Thursday, September 27, 2012

Simple but not easy






We have a tradition on this blog of not reviewing books -- and I am all in favor of it. So this isn't a review, just a story about the effect this book had on me.

All my life I've dawdled in the morning -- no matter what time I get up. I can be up at 6 and still happily doing I don't even know what by ten or even noon.

When I worked in other people's offices jobs,  everyone showed up pretty late and worked until midnight or so. One boss insisted on everyone being there at nine. From nine to noon, I just sat in front of my computer -- not out of defiance (though I wouldn't put that past me), but because my brain was a blank.

Yet I am not a procrastinator -- at least when it comes to work for other people. I have never in my life missed a deadline. When I get one, I count backwards from the due date, make a schedule, and stick to it.

But when it comes to my own writing, I DO procrastinate. I know I do my best writing first thing in the morning. So why do I waste that precious time dawdling, drinking tea, writing emails?? On the occasional mornings when I get to work as soon as I get up, I'm always amazed at how carefree I feel for the rest of the day: nothing to feel guilty about, no nagging feeling that I should be writing--I've WRITTEN! And on some of these days, after I do the other things I have to do, I write more.

Recently I decided to try to stop the morning dawdling and read the first part of this (up until he started talking about changing businesses):



The ideas that helped me are, first, what a habit is. According to him, it has a trigger or stimulus (eg--see chocolate bar on shelf), a behavior (eat chocolate) and an immediate reward (easy to see in the case of chocolate, less so in the case of, say, wasting a morning dawdling). And the way to change the habit is to use the same stimulus, get a reward--BUT CHANGE THE BEHAVIOR. This is simple to say, not easy to do.

One of my freelance clients, who is a neuroscientist, said the author got the reward part wrong --that Duhigg defines it too superficially and too narrowly; it's really your sense of purpose, not the superficial reward, that drives your behavior. If your purpose is important to you and you see how the behavior affects it, you have a much better chance of changing the behavior. And if that purpose includes a larger good--benefits to other people -- your chances are even better.

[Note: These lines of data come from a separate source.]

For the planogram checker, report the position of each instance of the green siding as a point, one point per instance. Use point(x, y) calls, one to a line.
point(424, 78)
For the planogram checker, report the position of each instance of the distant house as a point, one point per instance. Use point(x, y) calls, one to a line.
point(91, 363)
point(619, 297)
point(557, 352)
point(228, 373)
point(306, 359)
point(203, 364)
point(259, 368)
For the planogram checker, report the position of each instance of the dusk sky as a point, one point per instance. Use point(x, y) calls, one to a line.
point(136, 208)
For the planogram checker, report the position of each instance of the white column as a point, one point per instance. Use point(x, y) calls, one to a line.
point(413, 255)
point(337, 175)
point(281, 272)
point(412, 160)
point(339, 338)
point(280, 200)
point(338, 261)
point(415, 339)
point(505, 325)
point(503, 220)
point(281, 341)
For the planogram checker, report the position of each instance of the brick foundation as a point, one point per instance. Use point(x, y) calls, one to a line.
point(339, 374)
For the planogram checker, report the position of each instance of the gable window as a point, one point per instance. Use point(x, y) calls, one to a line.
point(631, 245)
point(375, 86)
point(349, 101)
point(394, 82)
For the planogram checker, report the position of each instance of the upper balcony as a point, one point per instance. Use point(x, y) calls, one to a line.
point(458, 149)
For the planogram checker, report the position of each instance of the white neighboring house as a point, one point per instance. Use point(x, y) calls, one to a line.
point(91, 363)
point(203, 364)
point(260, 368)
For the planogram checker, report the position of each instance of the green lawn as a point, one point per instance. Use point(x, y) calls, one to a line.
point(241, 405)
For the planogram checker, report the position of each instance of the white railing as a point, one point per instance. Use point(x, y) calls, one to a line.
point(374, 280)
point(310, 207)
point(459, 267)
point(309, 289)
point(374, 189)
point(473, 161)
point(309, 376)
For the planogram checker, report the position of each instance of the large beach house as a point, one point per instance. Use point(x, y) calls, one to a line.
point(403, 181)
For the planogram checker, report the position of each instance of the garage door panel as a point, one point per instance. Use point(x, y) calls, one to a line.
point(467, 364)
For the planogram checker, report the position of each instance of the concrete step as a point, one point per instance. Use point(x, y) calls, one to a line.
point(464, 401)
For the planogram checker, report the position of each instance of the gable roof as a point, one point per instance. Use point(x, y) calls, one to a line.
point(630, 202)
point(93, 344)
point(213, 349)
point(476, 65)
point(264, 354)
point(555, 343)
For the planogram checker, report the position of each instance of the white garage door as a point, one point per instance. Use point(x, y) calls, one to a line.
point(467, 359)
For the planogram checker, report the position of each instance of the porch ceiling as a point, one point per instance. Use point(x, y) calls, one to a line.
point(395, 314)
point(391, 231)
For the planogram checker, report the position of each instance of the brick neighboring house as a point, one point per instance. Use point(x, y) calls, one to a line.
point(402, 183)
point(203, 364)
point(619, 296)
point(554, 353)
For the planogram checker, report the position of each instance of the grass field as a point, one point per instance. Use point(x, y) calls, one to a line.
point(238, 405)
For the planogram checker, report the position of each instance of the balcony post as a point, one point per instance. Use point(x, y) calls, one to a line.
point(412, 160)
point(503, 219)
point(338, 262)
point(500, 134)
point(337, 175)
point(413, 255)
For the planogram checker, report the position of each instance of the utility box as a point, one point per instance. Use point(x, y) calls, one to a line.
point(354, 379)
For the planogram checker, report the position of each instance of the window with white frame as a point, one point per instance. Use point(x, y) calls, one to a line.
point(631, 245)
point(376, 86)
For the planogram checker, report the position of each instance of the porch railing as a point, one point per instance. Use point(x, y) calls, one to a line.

But back to HABIT: If you perform the new behavior often enough, and get the reward consistently, you will create a craving for the new behavior; and at that point, you have a new habit. People who run or do some other kind of intense exercise  experience this all the time. But you have to believe in your purpose and practice the new behavior often enough (a MINIMUM of three times a week, and every day is better) to create a craving for it. Otherwise, when you get stressed out, you will fall back into your old ways.

The other idea that helped me a lot was what the author called "a keystone habit," a habit that supports all the rest of your behavior (like the keystone in an arch).

For me, it was hard to figure out how to start--I have no clue what the reward of dawdling is. I have such an irregular schedule that it was hard to find a trigger for it, or a keystone habit.

But I finally thought of one: I always, always drink tea soon after waking up. I'm addicted to it. What if I didn't allow myself to have had my first cup until I was sitting at my computer WRITING?

The first week went really well. The rewards are huge -- but I will wait until I've passed the real test -- sticking to it for, say, a month -- to report back on what they are.

3 comments:

alvinaling said...

I love this--hope you pass the text and make it a true habit!

Meghan McCarthy said...

Hmm. Very interesting Libby! I need to think about all of this.

I'm not sure I have any habits I want to break... but a few I"d like to get back/create.

Sangeeta said...

Insightful post. I might try it! I'm the same way (the tea, the dawdling). I think some people just take longer to get going, but then they hit their stride when everyone else is tired.